Q: Aren't you worried about your safety? Some neighborhoods are definitely rougher than others.
A: Not really. I'm not a complete idiot -- I try to use common sense when I'm running regardless of where I am. And to be honest, I'm a lot more worried about getting run over than I am about anything else. There are a lot of crazy drivers out there. But I don't run late at night or wear any jewelry or anything, and I try to keep aware of my surroundings. (If you're curious, you can always check out the crime statistics page from the NYPD).
Q: Why have so many of your runs so far been in the far southern neighborhoods? Do you have something against Bushwick or DUMBO?
A: Of course not. It's just that, over the summer, I decided to draw an arbitrary line across the southern third of the borough -- from 65th Street in Bay Ridge across to Avenue P on the Sheepshead Bay/Midwood line and continuing along Flatlands Avenue through Marine Park and Flatlands and Canarsie -- and focus most of my energy south of it. Why? Because these are the farthest places from home (with commensurately longer subway rides to reach them), and I wanted to run these areas early on, when the weather was better and I was still experiencing the enthusiasm and excitement that accompanied the first few months of this whole thing. According to this logic, when it's cold and dark and I'm feeling the negative effects of all this running, I'll be able to run the neighborhoods much closer to home, preventing burnout and discouragement and everything else. It's kind of like being a kid, when you'd eat your brussels sprouts first to get them out of the way so you could enjoy the rest of your dinner.

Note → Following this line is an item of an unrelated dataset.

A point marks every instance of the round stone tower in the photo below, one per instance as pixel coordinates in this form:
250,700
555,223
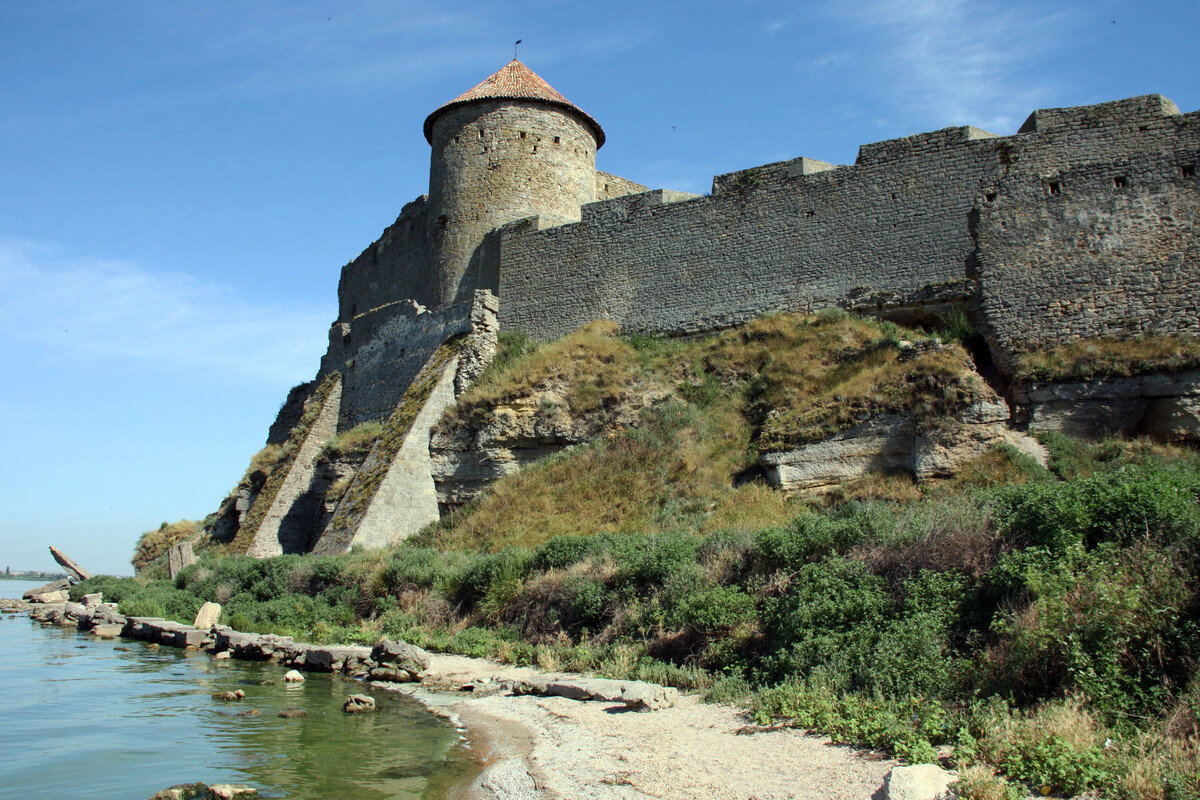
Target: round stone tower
510,148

Q: Fascinating. Is this plan working?
A: So far, so good. But ask me again in, say, January or February. And I still don't like brussels sprouts, or any of the cruciferous vegetables, for that matter. In fact, as a kid I usually didn't eat them at all -- I'd hide them in the potted plants or feed them to our dogs.
Q: You had dogs that ate brussels sprouts?

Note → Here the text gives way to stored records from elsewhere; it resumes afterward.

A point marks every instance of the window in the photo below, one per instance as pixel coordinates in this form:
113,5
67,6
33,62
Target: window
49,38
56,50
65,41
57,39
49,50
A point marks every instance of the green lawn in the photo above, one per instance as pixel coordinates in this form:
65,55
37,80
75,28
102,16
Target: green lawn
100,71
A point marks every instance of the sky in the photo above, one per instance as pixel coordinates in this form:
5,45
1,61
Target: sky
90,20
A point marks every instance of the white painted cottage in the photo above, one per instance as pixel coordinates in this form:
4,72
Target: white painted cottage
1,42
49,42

A: Well, now that I'm thinking about it, they probably didn't. But they were less picky about my mom's cooking than my siblings and I ever were.
Q: Have you done much running before?
A: I've been running seriously for about seven years now. I've done seven marathons (Duluth and Chicago each once and Quad Cities five times) as well as numerous shorter races. And in 2005 I ran all 230 miles of streets in Iowa City, Iowa, where I lived before moving here. Since 1999 I've averaged about 1500 miles per year.
Q: What, are you some kind of superhuman ultra-athlete?
A: I wish. To tell the truth, I'm not particularly athletic at all but rather a pretty average 40 year old guy, with occasional lower back pain and a doughy midsection. But success in a project like this probably depends more on discipline and sheer determination (or, indeed, obstinacy and stubbornness) than on coordination or natural ability, which makes it a good choice for me. It's not that I'm terribly slow or anything -- I'm just not super fast, either. Most of my daily runs are at a pace between about 7.5 and 8 minutes per mile.
Q: Huh. So what are your personal records for races at various distances?
A: A respectable (or so I'd like to think) 3:30 for the marathon, 34:42 for the 8K, and 19:54 for the 5K. I'm less proud of my 1:43 half-marathon, but I only ran one and I didn't really train for it. And believe it or not, I don't think I've ever run a 10K.
Q: What will you do if and when you finish?
A: I'll probably rest for a couple of days. I'd like to run the New York Marathon in 2007. And while I don't think I'll attempt to run any other boroughs of New York, I wouldn't mind devoting a few hours a week to walking all of Manhattan.